Cisco MGX 8230 Edge Concentrator Overview
Reliability, Availability, and Serviceability (RAS)

Table Of Contents

Reliability, Availability, and Serviceability

Overview

Key Availability Features

Redundancy

AC Power Shelf (AC systems only)

Redundancy for DC

Switchover Mechanism

Nonbulk Mode Distribution

Bulk Mode Distribution

Hot Standby

Software Upgrades

Logical Connections

Performance

Automatic Protection Switching


Reliability, Availability, and Serviceability


Overview

The MGX 8230 is designed for carrier-class reliability. System components can be configured for 100 percent redundancy, and all MGX 8230 modules can be removed and reinserted without impacting service delivery or affecting the performance of other modules. Hot-standby interfaces offer optional redundancy so that if a module fails, the standby is fully online within milliseconds. Switchover to standby interfaces is nonservice-affecting for most protocols, ensuring nonstop application performance.

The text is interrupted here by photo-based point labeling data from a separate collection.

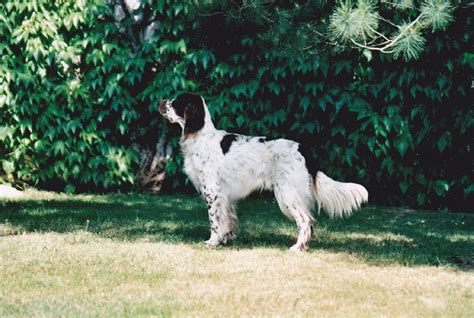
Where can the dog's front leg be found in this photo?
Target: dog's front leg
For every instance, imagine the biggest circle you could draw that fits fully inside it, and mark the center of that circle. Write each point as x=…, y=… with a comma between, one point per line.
x=218, y=206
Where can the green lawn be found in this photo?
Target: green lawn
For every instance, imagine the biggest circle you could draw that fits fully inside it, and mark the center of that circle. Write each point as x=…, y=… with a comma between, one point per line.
x=129, y=255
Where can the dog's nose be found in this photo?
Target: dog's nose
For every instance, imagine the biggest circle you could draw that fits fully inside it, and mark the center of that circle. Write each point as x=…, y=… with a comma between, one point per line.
x=162, y=106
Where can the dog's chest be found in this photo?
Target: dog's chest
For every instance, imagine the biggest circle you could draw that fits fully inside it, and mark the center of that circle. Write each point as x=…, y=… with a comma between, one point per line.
x=200, y=162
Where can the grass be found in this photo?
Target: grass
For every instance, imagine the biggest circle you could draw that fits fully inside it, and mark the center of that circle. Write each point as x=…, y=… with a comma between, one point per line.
x=129, y=255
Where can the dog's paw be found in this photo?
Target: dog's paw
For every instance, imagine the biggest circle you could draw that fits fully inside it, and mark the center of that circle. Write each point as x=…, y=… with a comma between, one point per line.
x=212, y=242
x=299, y=248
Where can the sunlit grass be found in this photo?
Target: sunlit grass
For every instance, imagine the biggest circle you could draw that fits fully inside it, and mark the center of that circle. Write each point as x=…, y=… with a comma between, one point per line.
x=129, y=255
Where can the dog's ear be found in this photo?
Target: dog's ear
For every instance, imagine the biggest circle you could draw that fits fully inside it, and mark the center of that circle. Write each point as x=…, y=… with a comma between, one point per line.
x=191, y=108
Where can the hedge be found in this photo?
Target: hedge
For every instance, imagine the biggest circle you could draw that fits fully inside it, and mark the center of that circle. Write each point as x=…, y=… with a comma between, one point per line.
x=75, y=96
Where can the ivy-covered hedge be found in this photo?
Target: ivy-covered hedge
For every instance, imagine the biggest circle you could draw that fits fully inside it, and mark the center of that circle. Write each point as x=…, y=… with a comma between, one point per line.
x=75, y=96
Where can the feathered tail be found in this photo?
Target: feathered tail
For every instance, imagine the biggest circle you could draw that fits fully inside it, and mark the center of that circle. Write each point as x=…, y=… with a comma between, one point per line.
x=338, y=199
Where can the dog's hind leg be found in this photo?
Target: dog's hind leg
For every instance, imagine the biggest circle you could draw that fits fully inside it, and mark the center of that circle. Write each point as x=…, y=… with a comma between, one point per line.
x=296, y=208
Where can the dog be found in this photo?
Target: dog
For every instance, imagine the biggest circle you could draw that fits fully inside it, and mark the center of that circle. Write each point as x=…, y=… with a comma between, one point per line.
x=225, y=167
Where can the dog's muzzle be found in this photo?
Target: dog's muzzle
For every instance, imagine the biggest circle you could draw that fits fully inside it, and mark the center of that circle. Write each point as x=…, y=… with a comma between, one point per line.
x=162, y=107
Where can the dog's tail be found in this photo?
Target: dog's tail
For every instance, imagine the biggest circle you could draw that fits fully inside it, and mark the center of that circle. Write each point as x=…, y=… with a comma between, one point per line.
x=338, y=199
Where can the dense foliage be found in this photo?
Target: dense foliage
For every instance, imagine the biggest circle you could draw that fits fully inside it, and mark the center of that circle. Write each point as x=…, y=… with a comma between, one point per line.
x=75, y=96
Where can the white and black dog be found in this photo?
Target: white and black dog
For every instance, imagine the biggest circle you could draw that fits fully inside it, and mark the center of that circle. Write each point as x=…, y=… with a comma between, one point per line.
x=226, y=167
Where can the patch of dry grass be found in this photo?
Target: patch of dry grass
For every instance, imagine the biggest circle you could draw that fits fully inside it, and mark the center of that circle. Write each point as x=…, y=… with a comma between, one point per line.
x=141, y=255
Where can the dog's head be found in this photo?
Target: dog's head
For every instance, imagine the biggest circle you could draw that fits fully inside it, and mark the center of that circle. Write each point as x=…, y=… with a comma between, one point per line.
x=188, y=110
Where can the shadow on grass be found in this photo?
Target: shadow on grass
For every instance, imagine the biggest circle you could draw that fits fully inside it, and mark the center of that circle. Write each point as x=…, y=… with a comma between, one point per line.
x=378, y=235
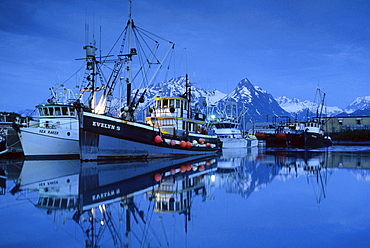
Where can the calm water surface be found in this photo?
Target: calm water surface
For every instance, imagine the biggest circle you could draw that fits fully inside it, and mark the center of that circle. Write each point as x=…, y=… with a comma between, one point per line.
x=255, y=198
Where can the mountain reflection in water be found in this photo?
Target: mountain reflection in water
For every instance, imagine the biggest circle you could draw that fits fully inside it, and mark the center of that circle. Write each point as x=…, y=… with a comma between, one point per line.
x=243, y=198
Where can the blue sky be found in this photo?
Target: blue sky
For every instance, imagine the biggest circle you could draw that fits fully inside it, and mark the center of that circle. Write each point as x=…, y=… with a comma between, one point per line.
x=285, y=47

The MGX 8230 Edge Concentrator supports industry-standard, automatic protection switching (APS) for all SONET and synchronous digital hierarchy (SDH) interfaces using the 1+1 APS scheme. In the event of a fiber cut or card failure, APS performs switching to the backup fiber within milliseconds. The MGX 8230 series provides cost-effective 1:N redundancy of service interfaces to enhance overall reliability and availability. With support for 1:N redundancy, a single standby service module will automatically take over the traffic functions of any failed service module of the same type within seconds.

Key Availability Features

The MGX family supports the following Reliability, Availability, and Serviceability (RAS) features:

PXM1/SRM hot standby and hitless redundancy

Hot swappable front and back cards

Graceful upgrade/downgrade hitless switchover

Exception handling and software error detection

Graceful recovery from disk failures

Database management

Disk file and memory mirroring

Automatic updates

Upgrade/downgrade hooks

Automated trouble detection monitoring

Redundancy

The Service Resource Module (SRM) enables 1:1 or 1:N redundancy for the service modules. It also offers other features, such as BERT testing and M13 grooming of circuits. There are two SRMs per node. The SRM is1:1 redundant; one is active and the other is redundant. The SRM supports 1:N redundancy for the service modules.

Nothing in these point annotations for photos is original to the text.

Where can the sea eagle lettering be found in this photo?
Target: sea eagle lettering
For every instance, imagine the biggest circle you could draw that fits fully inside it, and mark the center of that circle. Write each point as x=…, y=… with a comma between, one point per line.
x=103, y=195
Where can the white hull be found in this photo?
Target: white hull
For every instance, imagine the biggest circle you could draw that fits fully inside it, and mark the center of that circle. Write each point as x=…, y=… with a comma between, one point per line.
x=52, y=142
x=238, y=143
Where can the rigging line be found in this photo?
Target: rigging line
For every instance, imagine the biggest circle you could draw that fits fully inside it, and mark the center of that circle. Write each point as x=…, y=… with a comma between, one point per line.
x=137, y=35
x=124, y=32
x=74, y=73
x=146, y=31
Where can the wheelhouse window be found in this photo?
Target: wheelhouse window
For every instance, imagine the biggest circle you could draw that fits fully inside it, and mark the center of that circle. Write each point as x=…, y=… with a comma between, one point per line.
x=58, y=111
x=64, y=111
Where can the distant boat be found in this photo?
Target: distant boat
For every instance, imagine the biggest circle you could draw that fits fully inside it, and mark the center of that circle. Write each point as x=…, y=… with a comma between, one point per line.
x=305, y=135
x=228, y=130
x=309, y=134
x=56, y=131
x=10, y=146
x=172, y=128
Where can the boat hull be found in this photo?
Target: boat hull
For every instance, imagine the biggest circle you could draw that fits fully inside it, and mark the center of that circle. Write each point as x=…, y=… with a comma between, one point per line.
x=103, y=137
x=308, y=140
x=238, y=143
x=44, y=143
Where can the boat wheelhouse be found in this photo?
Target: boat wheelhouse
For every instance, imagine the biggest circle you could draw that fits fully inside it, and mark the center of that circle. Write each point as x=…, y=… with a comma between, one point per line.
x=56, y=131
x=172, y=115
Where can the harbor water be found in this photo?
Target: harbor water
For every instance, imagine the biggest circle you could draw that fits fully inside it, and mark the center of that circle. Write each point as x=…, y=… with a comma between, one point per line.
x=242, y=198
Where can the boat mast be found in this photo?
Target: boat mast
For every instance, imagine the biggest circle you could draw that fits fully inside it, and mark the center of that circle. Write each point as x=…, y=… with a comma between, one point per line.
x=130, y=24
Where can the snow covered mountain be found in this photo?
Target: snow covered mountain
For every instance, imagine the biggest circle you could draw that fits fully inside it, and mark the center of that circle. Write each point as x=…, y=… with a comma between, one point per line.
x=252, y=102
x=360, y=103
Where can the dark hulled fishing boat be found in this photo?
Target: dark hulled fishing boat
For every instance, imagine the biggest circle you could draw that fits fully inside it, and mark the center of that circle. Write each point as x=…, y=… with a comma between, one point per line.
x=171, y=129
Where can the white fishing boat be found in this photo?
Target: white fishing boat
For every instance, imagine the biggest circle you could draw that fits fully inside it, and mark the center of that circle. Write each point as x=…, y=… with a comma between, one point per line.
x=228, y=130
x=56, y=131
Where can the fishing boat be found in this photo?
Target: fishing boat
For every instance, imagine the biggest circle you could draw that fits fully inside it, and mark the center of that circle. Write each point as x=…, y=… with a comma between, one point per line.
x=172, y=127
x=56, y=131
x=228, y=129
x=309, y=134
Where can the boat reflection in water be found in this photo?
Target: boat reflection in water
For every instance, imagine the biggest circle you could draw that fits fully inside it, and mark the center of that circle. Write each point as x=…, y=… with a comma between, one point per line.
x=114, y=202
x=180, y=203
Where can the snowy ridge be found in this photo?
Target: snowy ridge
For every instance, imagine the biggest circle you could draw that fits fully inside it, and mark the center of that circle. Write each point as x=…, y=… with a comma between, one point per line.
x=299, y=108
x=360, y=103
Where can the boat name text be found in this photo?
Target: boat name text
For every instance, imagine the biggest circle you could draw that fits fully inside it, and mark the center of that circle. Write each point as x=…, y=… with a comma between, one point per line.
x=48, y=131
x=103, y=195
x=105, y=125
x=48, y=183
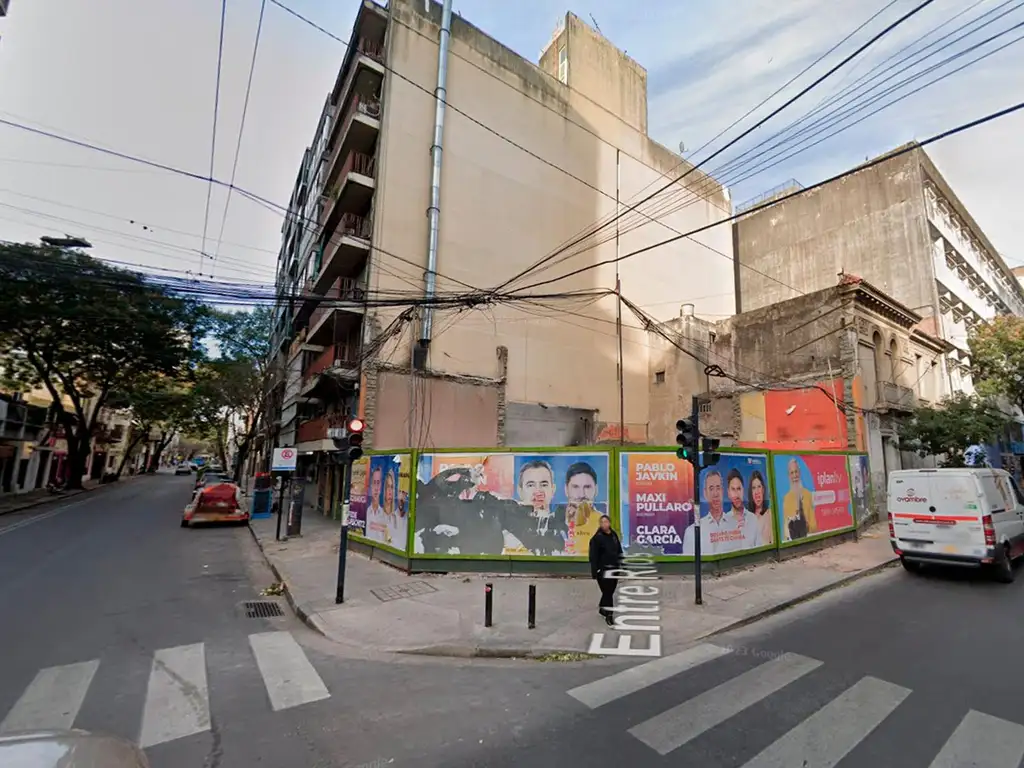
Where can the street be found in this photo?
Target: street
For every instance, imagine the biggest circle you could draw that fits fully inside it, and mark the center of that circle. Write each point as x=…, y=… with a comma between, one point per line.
x=121, y=622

For bulk distribution, the MGX 8230 shelf can support three channelized T3s using the SRM. The SRM can support 64 T1s per shelf. Bulk distribution is supported in all service module slots of the
MGX 8230 (all slots except slots 1/7 and 2/8 where the PXM1 cards reside).

The SRM can be used in conjunction with native T1/E1 Service Modules to bring the total to 192 DS1s: 160 DS1s using twenty 8-port cards and the SRMs, and 32 DS1s using four 8-port cards with T1/E1 back cards. The current SRMsupports 64 DS1s across the three T3s on each SRM.

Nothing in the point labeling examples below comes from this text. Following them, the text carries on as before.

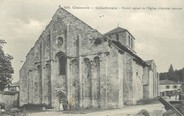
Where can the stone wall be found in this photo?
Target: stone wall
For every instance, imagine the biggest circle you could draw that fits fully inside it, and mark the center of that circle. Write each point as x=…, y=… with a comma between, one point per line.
x=73, y=62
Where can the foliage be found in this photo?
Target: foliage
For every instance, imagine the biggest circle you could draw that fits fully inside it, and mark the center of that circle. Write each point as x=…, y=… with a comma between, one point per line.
x=173, y=75
x=6, y=69
x=98, y=41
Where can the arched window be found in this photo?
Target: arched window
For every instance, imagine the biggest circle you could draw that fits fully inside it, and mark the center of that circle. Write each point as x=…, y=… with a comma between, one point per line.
x=62, y=65
x=61, y=58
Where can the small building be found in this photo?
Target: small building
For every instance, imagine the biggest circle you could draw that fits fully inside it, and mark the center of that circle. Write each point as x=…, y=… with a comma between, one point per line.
x=168, y=87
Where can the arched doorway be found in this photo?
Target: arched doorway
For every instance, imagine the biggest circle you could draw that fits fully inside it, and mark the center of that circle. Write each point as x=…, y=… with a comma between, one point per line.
x=61, y=101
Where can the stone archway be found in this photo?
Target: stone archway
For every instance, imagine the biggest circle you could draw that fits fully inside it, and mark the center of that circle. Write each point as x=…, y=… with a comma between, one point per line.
x=62, y=102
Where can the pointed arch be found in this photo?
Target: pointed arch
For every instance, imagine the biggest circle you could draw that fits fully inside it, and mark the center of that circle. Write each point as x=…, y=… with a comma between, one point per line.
x=61, y=58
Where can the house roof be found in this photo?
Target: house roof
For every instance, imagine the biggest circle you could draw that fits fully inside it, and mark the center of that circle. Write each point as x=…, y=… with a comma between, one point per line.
x=166, y=82
x=149, y=62
x=116, y=30
x=125, y=49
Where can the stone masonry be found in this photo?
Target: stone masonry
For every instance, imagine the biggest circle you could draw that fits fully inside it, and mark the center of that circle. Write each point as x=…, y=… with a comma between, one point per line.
x=72, y=63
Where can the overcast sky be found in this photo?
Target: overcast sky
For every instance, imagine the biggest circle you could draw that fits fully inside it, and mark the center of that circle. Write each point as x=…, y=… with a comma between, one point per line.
x=159, y=34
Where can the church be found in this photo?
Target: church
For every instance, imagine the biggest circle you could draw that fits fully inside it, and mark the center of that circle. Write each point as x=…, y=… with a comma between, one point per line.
x=73, y=66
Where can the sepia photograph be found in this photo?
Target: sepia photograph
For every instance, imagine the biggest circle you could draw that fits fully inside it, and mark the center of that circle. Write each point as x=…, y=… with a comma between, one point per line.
x=92, y=58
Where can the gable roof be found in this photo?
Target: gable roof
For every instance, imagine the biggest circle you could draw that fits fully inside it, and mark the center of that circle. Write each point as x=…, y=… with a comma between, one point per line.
x=166, y=82
x=116, y=30
x=149, y=62
x=125, y=49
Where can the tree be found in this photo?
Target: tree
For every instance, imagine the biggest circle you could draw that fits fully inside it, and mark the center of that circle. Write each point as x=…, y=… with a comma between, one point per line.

PXM1 on slot 1 controls SRM on slot 7 and PXM1 on slot 2 controls SRM on slot 14. The active SRM depends on the active PXM1.

For redundancy, the MGX 8230 power supply tray has two options: one with one AC cord and another with two AC cords.

MGX-AC1-1 is for systems requiring a single AC power supply that will be powered from a single AC power source. MGX-AC1-1 provides up to 1200 W of load-shared redundant power. If additional power is needed, additional power supplies, providing an additional 1200 w each, can be added.
The one-AC cord version uses 1:N power-supply redundancy. If you have three 1200W power modules, you can support up to 2400W of power; the third module is redundant. Since there is only one AC cord, you do not have redundancy for the AC cord itself.

MGX-AC2-2 is for systems requiring redundant AC power supplies that will be powered from two AC power sources.
The two-AC cord power tray supports 1:1 power-supply redundancy. If you have four 1200W power supplies, you can support only 2400W of power. The two AC cord power trays each have two AC cords; therefore, both the AC cord and the power modules are redundant.

The quantity of AC power modules is determined by the type of power tray and by the customer's overall power requirements. The AC power module converts 220V 50/60 cycle AC into 48 VDC.

The MGX 8230 implements a robust, distributed database scheme in which the configuration parameters are stored in service module local memory, active PXM1 hard disk, and standby PXM1 hard disk. This scheme ensures update efficiency and database consistency. It also includes a synchronization protocol between PXMs and SMs to recover from database inconsistency due to certain error conditions (such as switchover).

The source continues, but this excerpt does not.